TURIN, Italy — Pope Francis, during his two-day trip to Turin, visited his relatives and his ancestors’ parish. His father, an Italian emigrant to Argentina, was baptized in Turin.
On June 21, the Pope made a short visit to St. Teresa, where his grandparents were married in 1907 and his father was baptized. He kissed the baptistery, recalling his grandparents and praying for families and the upcoming synod on the family, leaving behind a sheet of paper with brief reflections on the importance of the family.
The following day, he met with six of his cousins and their families, some 30 persons in all. He said Mass for them in a chapel at the residence of the Turin archbishop, after which they had lunch together.
Pope Francis’ grandfather hailed from Portocomaro, a small town less than 45 miles southeast of Turin. The family settled in Portocomaro in the first half of the 18th century, when one of their ancestors bought the only house in the town.
In 1906, Giovanni Angelo Bergoglio, Pope Francis’ grandfather, moved to Turin looking for better opportunities, where he met Rosa Margherita Vassallo. The two were married Aug. 20, 1907, and the following year they baptized their first son, Mario. In 1929, they moved to Argentina.
The Bergoglios first settled in Parana and then moved to Buenos Aires. There, at a Salesian oratory, Mario met Maria Regina Sivori, and they were married in 1935. Jorge, their first son, was born the next year.
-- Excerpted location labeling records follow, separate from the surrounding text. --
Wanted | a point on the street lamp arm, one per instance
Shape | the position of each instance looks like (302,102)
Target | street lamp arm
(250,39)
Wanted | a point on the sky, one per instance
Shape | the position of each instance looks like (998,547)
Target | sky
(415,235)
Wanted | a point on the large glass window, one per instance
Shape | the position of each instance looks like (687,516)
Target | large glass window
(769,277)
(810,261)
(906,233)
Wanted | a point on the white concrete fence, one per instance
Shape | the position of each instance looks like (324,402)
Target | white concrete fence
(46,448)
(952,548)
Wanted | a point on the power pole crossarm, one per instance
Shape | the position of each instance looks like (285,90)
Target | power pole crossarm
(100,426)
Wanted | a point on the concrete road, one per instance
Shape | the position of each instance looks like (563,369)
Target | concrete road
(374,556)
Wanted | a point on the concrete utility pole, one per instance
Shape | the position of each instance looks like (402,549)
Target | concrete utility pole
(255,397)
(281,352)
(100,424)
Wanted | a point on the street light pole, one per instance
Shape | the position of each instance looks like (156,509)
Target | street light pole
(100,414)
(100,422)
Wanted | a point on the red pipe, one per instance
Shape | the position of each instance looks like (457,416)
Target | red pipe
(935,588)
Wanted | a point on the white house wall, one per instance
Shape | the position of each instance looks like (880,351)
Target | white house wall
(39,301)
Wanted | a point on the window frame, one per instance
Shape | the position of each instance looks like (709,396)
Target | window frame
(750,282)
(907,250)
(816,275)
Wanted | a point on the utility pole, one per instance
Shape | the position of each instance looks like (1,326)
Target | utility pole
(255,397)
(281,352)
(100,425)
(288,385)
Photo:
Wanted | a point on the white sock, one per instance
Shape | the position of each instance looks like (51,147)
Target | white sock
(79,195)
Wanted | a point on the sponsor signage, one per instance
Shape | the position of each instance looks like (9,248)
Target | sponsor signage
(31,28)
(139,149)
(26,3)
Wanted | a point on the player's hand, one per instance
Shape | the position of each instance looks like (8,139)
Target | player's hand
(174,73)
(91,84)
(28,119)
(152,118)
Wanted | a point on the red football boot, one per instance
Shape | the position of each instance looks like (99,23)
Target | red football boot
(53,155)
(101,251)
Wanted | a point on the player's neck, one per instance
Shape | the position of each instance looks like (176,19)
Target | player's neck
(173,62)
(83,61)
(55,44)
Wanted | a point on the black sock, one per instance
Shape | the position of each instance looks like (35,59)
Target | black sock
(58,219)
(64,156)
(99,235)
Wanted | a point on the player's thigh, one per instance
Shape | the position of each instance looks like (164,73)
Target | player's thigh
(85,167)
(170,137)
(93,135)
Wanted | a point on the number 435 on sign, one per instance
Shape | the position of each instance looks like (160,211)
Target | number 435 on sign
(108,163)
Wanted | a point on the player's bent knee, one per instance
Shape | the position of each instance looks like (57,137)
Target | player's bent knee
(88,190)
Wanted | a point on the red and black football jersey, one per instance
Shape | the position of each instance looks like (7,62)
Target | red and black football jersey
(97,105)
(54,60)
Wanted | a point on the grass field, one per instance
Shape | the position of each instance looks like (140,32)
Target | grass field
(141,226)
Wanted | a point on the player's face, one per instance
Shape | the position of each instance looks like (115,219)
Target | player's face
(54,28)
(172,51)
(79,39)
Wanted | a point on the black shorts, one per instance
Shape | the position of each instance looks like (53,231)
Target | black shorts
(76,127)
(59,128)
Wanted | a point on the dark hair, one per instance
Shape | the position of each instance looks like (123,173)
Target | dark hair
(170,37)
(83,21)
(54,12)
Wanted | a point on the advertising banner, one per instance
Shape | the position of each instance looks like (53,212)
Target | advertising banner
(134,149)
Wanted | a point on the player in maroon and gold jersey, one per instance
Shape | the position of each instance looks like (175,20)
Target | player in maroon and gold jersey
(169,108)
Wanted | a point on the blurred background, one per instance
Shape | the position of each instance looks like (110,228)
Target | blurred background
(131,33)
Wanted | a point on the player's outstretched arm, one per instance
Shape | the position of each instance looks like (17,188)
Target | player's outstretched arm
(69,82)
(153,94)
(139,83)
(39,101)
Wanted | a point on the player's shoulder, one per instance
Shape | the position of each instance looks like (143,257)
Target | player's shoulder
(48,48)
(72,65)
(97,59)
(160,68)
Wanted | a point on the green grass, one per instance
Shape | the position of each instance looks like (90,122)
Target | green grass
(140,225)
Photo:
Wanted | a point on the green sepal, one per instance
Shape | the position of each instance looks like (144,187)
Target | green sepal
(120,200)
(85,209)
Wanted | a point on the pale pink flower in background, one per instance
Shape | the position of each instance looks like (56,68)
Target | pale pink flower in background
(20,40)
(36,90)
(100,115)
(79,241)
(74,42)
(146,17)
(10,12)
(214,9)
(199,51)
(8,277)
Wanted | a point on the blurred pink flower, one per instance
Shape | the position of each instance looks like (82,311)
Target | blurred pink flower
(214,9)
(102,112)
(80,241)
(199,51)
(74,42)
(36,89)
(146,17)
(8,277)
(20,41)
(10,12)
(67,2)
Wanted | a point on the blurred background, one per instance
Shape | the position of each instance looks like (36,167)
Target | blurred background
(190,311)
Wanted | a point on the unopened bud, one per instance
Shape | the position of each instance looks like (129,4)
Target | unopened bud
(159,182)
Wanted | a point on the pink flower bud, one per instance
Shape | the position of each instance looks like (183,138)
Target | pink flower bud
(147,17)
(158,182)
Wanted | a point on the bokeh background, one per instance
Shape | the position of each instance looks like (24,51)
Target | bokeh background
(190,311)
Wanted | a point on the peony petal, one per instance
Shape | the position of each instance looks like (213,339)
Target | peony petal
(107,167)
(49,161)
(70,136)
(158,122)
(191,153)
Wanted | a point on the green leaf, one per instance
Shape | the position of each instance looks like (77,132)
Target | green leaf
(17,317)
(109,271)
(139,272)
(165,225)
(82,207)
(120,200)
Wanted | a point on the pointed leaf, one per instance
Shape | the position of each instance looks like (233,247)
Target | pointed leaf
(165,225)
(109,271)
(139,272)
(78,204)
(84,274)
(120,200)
Pope Francis was profoundly influenced by his grandmother Rosa. During his June 21 Mass, he quoted from the Piedmontese poem Rassa Nostrana by Nino Costa, which Rosa had taught him in the local dialect.
He has also mentioned his grandmother in his homily for Palm Sunday in 2013 and in homilies at his daily Masses.
Rosa was a very religious woman, nurtured in the stimulating cultural environment of Turin. Her religiosity was filled with the example of the saints of social action, as many Catholic associations for women were flourishing in Turin while she lived there.
In her spiritual testament, Rosa wrote: “May my grandsons, whom I gave the best of my heart, have a long and happy life. If one day pain, sickness or loss of a dear one will fill them with affliction, may they always remember that a breath in front of the tabernacle, where the greatest and important Martyr is secured, and a glance to Mary at the foot of the cross, can leave a drop of balsam on the deepest and most painful wounds.”